A San Francisco police officer who used excessive force, performed an improper pat search, and “misrepresented the truth,” may receive no more than a 30-day suspension without pay. The discipline for the officer’s partner, who also used excessive force, remains unknown.
Although neither the San Francisco Police Department nor the Department of Police Accountability would confirm the specific officers involved in the case, both the underlying circumstances and resulting charges closely match those of Officers Michael Marcic and Sterling Hayes.
The disciplinary recommendations were released earlier this month in the DPA’s 2019 Annual Report, which detailed findings and disciplinary recommendations for 260 police officers whom the DPA concluded had committed misconduct from June 2017 to December 2019.
According to the DPA, Marcic’s case is pending with the Police Commission, which adjudicates serious police misconduct. It’s far from certain that the commission will impose the full 30-day suspension — or rule that he deserves any discipline at all.
In June 2019, a Department of Police Accountability investigation concluded that Marcic “lied under oath” while testifying at a criminal trial, leading a judge to toss Marcic’s testimony because he had “concerns about Officer Marcic’s credibility.”
The judge’s disturbing conclusion stemmed from an incident in which Marcic and his partner Hayes stopped a Black man named Jeffery McElroy for riding his bicycle on the sidewalk near 16th and Mission streets in June, 2018. Marcic and Hayes searched McElroy and found a gun, prompting McElroy to run away and lead the officers on a foot chase that ended with Marcic beating McElroy in the head until the officer’s knuckles were bloody and his punching hand was fractured.
Following an investigation, the Department of Police Accountability discovered numerous policy violations by Marcic, including that he conducted a pat search of McElroy without justification, failed to activate his body-worn camera at the beginning of the interaction, used excessive force, and “misrepresented the truth” both in his police report and under oath during McElroy’s criminal trial.

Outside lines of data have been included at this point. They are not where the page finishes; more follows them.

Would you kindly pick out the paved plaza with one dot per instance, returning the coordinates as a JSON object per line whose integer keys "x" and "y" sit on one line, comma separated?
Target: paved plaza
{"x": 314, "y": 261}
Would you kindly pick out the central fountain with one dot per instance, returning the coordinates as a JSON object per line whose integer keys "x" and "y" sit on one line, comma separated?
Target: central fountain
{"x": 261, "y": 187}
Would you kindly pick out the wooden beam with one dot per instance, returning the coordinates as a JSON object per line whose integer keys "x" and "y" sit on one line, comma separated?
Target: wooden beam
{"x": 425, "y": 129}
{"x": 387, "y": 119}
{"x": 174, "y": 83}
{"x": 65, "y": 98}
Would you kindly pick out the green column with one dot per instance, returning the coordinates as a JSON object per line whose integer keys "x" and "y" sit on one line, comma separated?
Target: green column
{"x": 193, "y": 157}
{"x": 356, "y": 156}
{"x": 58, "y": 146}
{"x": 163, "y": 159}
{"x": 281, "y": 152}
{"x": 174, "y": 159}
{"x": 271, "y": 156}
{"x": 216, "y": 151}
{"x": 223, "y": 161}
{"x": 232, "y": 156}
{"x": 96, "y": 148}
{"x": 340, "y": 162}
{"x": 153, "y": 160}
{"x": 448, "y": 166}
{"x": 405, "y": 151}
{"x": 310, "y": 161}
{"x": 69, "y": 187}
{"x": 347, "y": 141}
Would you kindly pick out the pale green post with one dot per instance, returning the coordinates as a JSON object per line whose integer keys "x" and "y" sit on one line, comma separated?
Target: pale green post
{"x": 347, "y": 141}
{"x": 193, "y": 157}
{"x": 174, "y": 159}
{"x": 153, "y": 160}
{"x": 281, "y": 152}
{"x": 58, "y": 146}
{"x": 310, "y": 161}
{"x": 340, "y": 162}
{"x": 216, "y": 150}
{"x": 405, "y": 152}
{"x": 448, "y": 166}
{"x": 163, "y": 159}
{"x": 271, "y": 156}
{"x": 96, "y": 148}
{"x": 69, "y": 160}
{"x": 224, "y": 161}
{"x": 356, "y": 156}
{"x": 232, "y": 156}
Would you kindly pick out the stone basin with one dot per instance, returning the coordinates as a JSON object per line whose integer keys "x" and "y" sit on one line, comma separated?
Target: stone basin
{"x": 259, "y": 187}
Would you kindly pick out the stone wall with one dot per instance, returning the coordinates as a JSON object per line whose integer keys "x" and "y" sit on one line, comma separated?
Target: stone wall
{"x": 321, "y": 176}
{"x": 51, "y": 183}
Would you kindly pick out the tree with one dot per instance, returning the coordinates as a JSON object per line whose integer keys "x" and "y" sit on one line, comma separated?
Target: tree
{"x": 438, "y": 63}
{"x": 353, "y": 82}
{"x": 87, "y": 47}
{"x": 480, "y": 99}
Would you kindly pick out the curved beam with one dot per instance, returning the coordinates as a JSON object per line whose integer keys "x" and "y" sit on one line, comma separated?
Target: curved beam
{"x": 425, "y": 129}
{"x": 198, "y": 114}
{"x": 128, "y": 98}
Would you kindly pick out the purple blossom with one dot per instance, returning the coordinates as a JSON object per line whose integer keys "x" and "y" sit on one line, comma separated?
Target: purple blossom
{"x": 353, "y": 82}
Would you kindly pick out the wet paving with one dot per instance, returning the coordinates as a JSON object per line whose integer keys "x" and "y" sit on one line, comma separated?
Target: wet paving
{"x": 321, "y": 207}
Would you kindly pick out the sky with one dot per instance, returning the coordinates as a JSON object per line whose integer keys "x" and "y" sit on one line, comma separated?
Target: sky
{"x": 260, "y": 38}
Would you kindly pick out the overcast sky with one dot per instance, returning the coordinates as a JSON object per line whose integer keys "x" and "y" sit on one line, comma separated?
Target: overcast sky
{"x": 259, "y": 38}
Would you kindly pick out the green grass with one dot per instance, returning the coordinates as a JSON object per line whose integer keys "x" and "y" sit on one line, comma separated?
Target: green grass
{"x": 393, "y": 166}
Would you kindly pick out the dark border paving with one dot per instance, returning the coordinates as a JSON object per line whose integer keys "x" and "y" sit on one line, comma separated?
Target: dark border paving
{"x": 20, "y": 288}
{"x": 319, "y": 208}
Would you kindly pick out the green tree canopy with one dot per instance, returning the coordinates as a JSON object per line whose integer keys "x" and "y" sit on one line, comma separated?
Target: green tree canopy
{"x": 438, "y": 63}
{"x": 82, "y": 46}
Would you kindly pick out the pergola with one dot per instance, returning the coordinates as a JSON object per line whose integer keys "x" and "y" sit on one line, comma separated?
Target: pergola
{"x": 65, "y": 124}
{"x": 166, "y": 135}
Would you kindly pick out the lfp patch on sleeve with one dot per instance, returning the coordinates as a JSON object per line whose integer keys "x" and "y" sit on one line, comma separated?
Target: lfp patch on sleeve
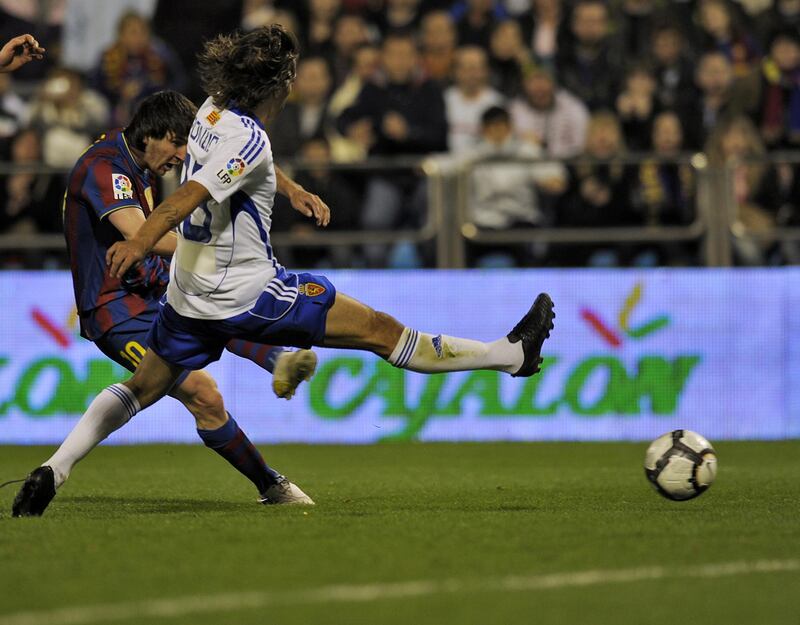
{"x": 123, "y": 189}
{"x": 310, "y": 289}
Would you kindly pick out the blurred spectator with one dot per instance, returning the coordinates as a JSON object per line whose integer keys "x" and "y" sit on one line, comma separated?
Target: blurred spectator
{"x": 504, "y": 194}
{"x": 322, "y": 15}
{"x": 673, "y": 67}
{"x": 636, "y": 107}
{"x": 635, "y": 22}
{"x": 771, "y": 93}
{"x": 549, "y": 116}
{"x": 29, "y": 202}
{"x": 713, "y": 101}
{"x": 439, "y": 41}
{"x": 366, "y": 64}
{"x": 599, "y": 193}
{"x": 475, "y": 20}
{"x": 722, "y": 33}
{"x": 468, "y": 98}
{"x": 542, "y": 29}
{"x": 350, "y": 32}
{"x": 665, "y": 190}
{"x": 736, "y": 144}
{"x": 781, "y": 15}
{"x": 367, "y": 60}
{"x": 135, "y": 66}
{"x": 44, "y": 21}
{"x": 510, "y": 58}
{"x": 68, "y": 115}
{"x": 590, "y": 67}
{"x": 305, "y": 115}
{"x": 338, "y": 194}
{"x": 13, "y": 109}
{"x": 401, "y": 114}
{"x": 398, "y": 15}
{"x": 185, "y": 23}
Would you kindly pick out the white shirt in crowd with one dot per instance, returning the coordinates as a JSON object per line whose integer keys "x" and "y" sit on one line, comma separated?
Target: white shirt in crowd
{"x": 464, "y": 116}
{"x": 561, "y": 130}
{"x": 224, "y": 259}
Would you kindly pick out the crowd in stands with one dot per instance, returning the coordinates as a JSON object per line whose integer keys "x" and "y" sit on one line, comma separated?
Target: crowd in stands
{"x": 584, "y": 85}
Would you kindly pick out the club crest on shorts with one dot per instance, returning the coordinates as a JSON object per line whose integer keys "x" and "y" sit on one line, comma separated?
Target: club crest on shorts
{"x": 437, "y": 345}
{"x": 123, "y": 189}
{"x": 311, "y": 289}
{"x": 235, "y": 167}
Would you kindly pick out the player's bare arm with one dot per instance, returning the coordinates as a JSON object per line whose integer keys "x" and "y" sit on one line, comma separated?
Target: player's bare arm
{"x": 19, "y": 51}
{"x": 129, "y": 220}
{"x": 123, "y": 255}
{"x": 302, "y": 201}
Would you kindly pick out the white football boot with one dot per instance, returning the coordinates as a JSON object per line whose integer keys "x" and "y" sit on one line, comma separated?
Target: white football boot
{"x": 292, "y": 368}
{"x": 285, "y": 492}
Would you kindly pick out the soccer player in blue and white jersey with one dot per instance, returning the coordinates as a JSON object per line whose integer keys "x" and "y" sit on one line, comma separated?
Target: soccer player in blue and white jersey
{"x": 225, "y": 280}
{"x": 109, "y": 195}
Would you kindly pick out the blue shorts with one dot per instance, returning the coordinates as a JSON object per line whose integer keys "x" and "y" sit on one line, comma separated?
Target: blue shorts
{"x": 126, "y": 342}
{"x": 194, "y": 343}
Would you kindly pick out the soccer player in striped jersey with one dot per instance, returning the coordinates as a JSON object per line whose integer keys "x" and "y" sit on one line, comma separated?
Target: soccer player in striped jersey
{"x": 224, "y": 286}
{"x": 109, "y": 196}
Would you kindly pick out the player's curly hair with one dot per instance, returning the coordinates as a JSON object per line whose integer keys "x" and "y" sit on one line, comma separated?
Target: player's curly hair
{"x": 248, "y": 69}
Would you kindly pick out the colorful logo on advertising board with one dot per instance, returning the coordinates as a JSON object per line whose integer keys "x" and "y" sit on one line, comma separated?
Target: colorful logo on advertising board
{"x": 52, "y": 384}
{"x": 605, "y": 383}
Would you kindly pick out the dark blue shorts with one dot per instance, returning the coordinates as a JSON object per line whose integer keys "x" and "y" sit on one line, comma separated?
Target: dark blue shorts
{"x": 126, "y": 342}
{"x": 194, "y": 343}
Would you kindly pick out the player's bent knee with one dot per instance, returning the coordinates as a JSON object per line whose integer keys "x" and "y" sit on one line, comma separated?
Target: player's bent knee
{"x": 385, "y": 332}
{"x": 200, "y": 395}
{"x": 208, "y": 409}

The DPA found that Hayes should also be disciplined for excessive force — beating McElroy’s legs with a baton — and failing to properly log McElroy’s bicycle as evidence.
There was insufficient evidence to charge either officer with “inappropriate behavior,” based on the eyewitness accounts that the two officers fist-bumped and laughed after they beat McElroy.

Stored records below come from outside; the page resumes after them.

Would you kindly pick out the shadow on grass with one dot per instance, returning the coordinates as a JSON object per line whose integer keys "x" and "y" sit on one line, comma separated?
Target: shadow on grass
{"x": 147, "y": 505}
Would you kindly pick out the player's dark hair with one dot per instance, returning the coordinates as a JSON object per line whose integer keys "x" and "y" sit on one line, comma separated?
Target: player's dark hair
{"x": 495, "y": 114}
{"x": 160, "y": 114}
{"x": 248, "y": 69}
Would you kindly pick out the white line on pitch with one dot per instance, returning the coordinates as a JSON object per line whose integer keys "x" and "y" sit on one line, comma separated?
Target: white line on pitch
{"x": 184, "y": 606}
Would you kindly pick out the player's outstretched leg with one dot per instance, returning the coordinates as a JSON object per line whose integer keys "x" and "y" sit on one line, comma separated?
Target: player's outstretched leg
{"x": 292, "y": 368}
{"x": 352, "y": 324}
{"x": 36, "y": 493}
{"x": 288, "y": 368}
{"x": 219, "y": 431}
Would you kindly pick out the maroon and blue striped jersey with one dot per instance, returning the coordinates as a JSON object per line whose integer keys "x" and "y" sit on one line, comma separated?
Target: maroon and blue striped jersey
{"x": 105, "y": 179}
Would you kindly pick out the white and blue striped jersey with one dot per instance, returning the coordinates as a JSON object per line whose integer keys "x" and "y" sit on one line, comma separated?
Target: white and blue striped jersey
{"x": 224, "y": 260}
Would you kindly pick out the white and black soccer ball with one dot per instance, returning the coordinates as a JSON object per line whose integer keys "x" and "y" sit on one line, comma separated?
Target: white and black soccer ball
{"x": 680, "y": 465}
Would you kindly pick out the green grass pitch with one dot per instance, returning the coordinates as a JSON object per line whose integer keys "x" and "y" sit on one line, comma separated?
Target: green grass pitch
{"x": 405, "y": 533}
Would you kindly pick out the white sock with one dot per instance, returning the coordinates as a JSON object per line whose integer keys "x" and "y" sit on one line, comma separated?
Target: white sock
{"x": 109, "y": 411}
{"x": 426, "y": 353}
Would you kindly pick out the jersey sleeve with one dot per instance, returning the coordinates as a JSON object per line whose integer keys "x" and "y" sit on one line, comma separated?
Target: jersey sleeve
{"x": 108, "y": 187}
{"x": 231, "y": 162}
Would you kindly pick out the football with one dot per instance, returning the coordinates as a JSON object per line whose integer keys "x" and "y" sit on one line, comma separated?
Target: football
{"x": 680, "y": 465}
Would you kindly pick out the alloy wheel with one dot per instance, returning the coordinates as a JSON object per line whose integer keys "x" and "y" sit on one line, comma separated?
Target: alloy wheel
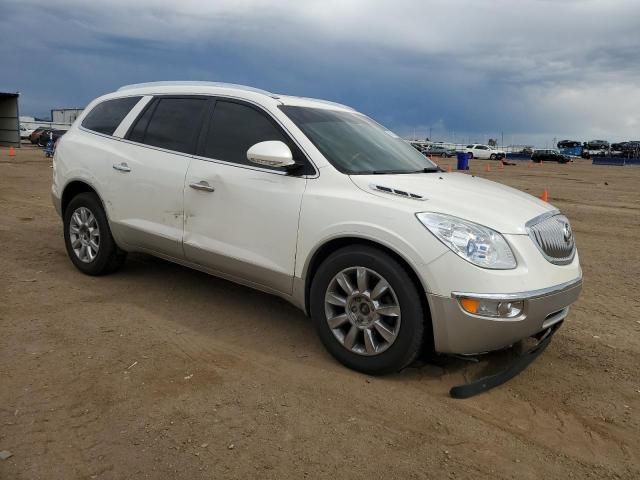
{"x": 84, "y": 234}
{"x": 362, "y": 311}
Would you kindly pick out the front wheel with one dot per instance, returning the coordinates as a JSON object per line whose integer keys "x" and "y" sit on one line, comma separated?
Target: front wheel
{"x": 87, "y": 237}
{"x": 367, "y": 310}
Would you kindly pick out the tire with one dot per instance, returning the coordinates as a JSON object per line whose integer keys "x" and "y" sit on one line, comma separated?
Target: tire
{"x": 405, "y": 331}
{"x": 90, "y": 229}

The incident was so grievous that McElroy’s public defender filed a complaint with the DPA months afterward. The DPA affirmed almost all of the lawyer’s claims, including Marcic’s lies, excessive force, and improper pat search. But it could not sustain the lawyer’s allegations Marcic acted improperly as he searched McElroy’s backpack and falsely arrested him.

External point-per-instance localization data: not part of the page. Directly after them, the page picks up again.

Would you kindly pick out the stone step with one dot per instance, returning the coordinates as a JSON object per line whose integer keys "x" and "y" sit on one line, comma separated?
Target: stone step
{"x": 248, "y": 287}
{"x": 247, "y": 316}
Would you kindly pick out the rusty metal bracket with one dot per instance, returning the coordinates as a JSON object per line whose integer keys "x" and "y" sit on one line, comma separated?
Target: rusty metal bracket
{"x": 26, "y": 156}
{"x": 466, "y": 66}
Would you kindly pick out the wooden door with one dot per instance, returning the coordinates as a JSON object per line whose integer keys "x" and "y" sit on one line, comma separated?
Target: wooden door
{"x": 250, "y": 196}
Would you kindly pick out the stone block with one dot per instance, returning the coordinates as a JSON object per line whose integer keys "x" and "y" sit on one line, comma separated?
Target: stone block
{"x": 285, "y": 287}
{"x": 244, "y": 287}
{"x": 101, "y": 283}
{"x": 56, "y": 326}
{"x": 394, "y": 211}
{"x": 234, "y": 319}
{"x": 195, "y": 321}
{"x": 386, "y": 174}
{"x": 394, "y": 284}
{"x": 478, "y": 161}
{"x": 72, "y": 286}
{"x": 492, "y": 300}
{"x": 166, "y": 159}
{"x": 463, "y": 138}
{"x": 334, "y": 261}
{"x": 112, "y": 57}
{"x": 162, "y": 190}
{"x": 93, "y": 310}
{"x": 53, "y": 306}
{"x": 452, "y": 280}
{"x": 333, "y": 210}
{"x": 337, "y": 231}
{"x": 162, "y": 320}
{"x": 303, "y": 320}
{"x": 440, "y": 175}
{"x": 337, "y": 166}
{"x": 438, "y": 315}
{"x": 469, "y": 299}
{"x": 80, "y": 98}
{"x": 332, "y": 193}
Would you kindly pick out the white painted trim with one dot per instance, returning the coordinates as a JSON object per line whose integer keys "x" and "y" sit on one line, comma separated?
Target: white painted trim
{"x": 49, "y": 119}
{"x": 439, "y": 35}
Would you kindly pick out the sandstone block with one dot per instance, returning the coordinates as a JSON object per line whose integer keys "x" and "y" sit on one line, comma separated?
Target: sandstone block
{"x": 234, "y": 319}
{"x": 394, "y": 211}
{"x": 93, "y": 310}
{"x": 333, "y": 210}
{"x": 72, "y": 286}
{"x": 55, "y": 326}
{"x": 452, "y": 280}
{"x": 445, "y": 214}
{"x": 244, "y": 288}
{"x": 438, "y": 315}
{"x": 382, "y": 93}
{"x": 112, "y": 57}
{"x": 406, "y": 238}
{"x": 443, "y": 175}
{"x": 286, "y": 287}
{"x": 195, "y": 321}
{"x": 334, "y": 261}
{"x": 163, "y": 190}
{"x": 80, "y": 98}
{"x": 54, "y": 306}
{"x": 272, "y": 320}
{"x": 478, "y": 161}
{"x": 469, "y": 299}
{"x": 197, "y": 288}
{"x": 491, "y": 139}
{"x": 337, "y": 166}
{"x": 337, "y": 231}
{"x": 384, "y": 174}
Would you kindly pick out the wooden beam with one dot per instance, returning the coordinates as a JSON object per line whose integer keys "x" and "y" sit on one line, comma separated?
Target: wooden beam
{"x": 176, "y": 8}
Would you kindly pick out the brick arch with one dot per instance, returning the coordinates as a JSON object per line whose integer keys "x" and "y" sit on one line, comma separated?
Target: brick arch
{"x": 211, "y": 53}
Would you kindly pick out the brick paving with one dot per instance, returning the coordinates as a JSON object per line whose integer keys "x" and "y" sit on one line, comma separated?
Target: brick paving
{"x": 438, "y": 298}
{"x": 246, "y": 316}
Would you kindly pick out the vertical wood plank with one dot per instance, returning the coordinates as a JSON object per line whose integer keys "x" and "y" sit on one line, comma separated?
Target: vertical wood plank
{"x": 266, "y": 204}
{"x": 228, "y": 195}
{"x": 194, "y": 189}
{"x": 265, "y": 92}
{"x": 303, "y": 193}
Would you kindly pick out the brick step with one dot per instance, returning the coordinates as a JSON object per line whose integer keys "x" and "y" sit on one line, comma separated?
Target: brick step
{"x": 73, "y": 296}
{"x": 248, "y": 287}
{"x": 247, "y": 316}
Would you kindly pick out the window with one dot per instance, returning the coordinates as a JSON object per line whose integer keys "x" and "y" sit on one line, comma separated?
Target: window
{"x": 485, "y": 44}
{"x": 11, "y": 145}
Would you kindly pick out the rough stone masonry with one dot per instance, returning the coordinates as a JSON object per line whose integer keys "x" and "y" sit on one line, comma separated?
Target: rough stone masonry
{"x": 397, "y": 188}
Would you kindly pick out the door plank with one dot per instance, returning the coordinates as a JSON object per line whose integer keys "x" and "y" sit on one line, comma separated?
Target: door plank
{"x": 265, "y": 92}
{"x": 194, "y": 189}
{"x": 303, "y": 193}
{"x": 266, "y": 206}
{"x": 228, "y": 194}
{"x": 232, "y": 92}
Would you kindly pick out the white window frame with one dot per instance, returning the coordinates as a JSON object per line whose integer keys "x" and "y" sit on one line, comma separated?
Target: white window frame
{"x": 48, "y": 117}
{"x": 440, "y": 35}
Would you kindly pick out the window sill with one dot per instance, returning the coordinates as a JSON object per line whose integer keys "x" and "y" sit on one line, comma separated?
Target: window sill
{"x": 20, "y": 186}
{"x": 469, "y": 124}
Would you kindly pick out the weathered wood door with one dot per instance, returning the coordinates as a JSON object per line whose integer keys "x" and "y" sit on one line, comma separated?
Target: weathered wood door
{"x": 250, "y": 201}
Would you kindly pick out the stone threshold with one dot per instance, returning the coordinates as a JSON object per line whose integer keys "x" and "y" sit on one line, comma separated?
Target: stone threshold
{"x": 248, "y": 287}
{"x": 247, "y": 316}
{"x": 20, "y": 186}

Describing the incident and discipline in broad terms in its 2019 annual report, the DPA said that “Officer 1,” presumably Marcic, faces charges of “conducting a pat search without justification,” failing to comply with the department’s body-worn camera policy, “misrepresenting the truth,” and excessive force. For that, the DPA recommended a 30-day suspension. The Police Commission has yet to rule on the matter.
“Officer 2,” presumably Hayes, faced charges of conducting a pat search without justification, “failing to properly process property,” and using excessive force. The DPA recommended a 1-day suspension for this officer and the chief’s decision on whether to impose it remains “unknown.”
The DPA’s description of the case against Officer 1 and Officer 2 aligns with its findings against Marcic and Hayes.
“An attorney made numerous allegations against the officers who arrested his client. The DPA found that the search of the client’s personal property and arrest were proper conduct. In addition, the DPA found an inappropriate behavior allegation to be unfounded. The DPA, however, found that one officer conducted a pat search without justification, used excessive force, misrepresented the truth, and failed to comply with DGO 10.11, Body Worn Cameras. The DPA also found that another officer used excessive force and failed to properly process the client’s property.”
Sarah Hawkins, chief of staff at the DPA, declined to confirm the discipline outlined in the annual report specifically concerned Marcic and Hayes.
The law “precludes DPA from making comments that would tie a specific officer to a specific allegation of misconduct,” she said in an email. “While SB 1421 allows people to make public records requests for certain categories of cases, DPA can only respond to those requests by producing responsive records; it does not change the prohibition on making comments tying a specific officer to a specific allegation of misconduct.”
Likewise, San Francisco Police Department spokesman Sgt. Michael Andraychak declined to answer questions relating to Marcic and Hayes’ discipline, saying it’s a “personnel matter.” Chief Bill Scott may have recommended more than a 30-day suspension, though he has only gone above the DPA’s recommendation in 2 percent of cases in the last two and half years.
Regardless, Andraychak confirmed that both officers remain with the SFPD and are assigned to “public contact positions.”
In December 2019, only months after the conclusion of the DPA’s investigation, Hayes was one of two officers to shoot Jamaica Hampton, a man who attacked Hayes and his partner with a glass bottle on 23rd and Mission streets. Hampton’s leg was amputated as a result of the incident.